There are many ways to solve this problem, and any number of algorithms could do the trick. Somebody may still create a better algorithm than COPA, says Parsian, who leads the big data team at Illumina. But for now, nothing has been able to beat COPA in speed and scalability.
The algorithm works by normalizing the values in a set of data, using the median absolute deviation (MAD) to segment the data, and then isolating the top 1 percent of values, which are deemed the outliers. The whole process is then run again against the outlier data set, to essentially find the outliers of the outliers. After running this result set through page-rank algorithm, the final data is output.

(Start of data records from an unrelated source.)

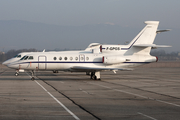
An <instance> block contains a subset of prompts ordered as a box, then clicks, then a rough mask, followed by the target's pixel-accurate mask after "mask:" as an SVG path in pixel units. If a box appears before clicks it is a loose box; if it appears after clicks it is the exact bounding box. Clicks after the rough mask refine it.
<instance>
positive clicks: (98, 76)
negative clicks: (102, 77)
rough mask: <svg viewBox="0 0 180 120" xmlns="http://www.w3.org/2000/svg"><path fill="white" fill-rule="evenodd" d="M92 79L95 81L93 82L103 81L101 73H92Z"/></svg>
mask: <svg viewBox="0 0 180 120" xmlns="http://www.w3.org/2000/svg"><path fill="white" fill-rule="evenodd" d="M91 79H93V80H101V78H100V72H91Z"/></svg>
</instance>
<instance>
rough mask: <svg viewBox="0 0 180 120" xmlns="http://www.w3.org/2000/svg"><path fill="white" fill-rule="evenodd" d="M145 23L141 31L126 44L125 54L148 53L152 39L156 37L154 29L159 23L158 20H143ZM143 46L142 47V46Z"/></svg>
mask: <svg viewBox="0 0 180 120" xmlns="http://www.w3.org/2000/svg"><path fill="white" fill-rule="evenodd" d="M145 23H146V24H147V25H146V26H145V27H144V28H143V29H142V30H141V32H140V33H139V34H138V35H137V36H136V37H135V38H134V39H133V40H132V41H131V42H130V43H129V44H128V46H129V48H128V51H127V52H126V53H125V54H131V55H132V54H145V55H147V54H149V53H150V50H151V47H150V45H152V44H153V42H154V39H155V37H156V34H157V33H156V31H157V28H158V25H159V21H145ZM142 46H143V47H142Z"/></svg>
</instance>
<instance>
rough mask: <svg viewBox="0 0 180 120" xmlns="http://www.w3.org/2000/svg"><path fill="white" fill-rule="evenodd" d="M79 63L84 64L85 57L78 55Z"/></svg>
mask: <svg viewBox="0 0 180 120" xmlns="http://www.w3.org/2000/svg"><path fill="white" fill-rule="evenodd" d="M79 62H85V55H83V54H81V55H79Z"/></svg>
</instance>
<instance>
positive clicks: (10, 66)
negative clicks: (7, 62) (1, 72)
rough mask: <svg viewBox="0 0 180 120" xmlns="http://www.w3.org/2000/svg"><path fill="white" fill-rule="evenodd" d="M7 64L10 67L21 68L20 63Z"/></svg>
mask: <svg viewBox="0 0 180 120" xmlns="http://www.w3.org/2000/svg"><path fill="white" fill-rule="evenodd" d="M7 66H8V67H9V68H13V69H19V64H8V65H7Z"/></svg>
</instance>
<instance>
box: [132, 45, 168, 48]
mask: <svg viewBox="0 0 180 120" xmlns="http://www.w3.org/2000/svg"><path fill="white" fill-rule="evenodd" d="M133 46H134V47H152V48H158V47H171V46H168V45H156V44H138V45H133Z"/></svg>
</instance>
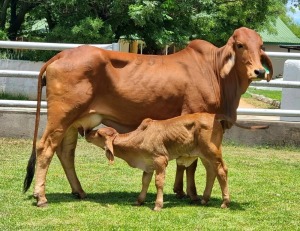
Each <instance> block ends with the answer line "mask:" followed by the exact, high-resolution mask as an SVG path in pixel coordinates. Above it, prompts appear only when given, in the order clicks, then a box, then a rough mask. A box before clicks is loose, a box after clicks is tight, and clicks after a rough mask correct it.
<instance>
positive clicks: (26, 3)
mask: <svg viewBox="0 0 300 231" xmlns="http://www.w3.org/2000/svg"><path fill="white" fill-rule="evenodd" d="M285 3H286V1H285V0H264V1H262V0H253V1H245V0H234V1H228V0H190V1H185V0H156V1H149V0H126V1H124V0H114V1H110V0H102V1H94V0H63V1H62V0H53V1H35V2H34V1H17V11H16V12H15V13H19V14H21V12H28V13H27V14H26V17H24V21H23V23H22V26H21V27H20V28H19V29H18V33H17V34H18V35H19V36H23V37H25V38H28V39H30V40H31V41H33V40H35V39H38V40H41V39H42V40H44V41H48V42H75V43H107V42H112V41H117V40H118V39H119V38H120V36H123V37H125V38H130V37H132V36H133V35H134V36H137V37H139V38H141V39H143V40H144V41H145V42H146V45H147V47H146V49H145V50H144V51H145V52H147V53H160V52H161V51H162V49H163V48H164V47H165V46H166V45H170V44H172V43H174V44H175V45H176V47H179V48H180V47H182V46H184V45H186V43H187V42H188V41H189V40H191V39H195V38H201V39H205V40H208V41H210V42H212V43H214V44H216V45H223V44H224V43H225V42H226V41H227V39H228V37H229V36H230V35H231V34H232V32H233V30H234V29H236V28H238V27H241V26H246V27H250V28H253V29H257V30H259V29H262V28H265V27H269V28H271V22H272V21H274V20H275V18H276V17H278V14H284V13H285V5H284V4H285ZM0 12H1V11H0ZM3 12H8V13H9V8H7V10H6V11H5V9H2V13H3ZM19 14H18V15H17V16H19ZM0 17H1V14H0ZM7 18H8V17H7ZM45 19H46V22H47V26H46V28H47V29H46V30H44V31H42V32H41V33H38V31H36V30H35V31H33V30H32V27H33V25H34V24H35V23H36V22H37V21H39V20H45ZM6 25H9V26H8V31H11V30H12V28H11V27H12V25H10V24H9V21H8V20H7V24H6ZM0 29H1V28H0ZM13 29H16V27H14V28H13ZM2 30H4V31H5V26H3V27H2ZM14 33H15V32H14ZM14 33H10V36H11V35H12V34H14Z"/></svg>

Running on Illumina’s 66-node Spark cluster, COPA produces good results. “We use Hadoop for storage and persistence, but for the calculations and analysis we use Spark,” Parsian says. “We used to have most of these algorithms in Hadoop MapReduce, but it was taking way too long. About two years ago we moved most of our application into the Spark cluster.”
COPA runs as a near real-time algorithm. “Our clients are wiling to wait 30 sec to 2-3 minutes to get the results for calculating this kind of operation,” Parsian says. “Maybe in a few years when servers get 2TB of RAM or so, maybe we can answer this question in a few seconds rather than a few minutes.”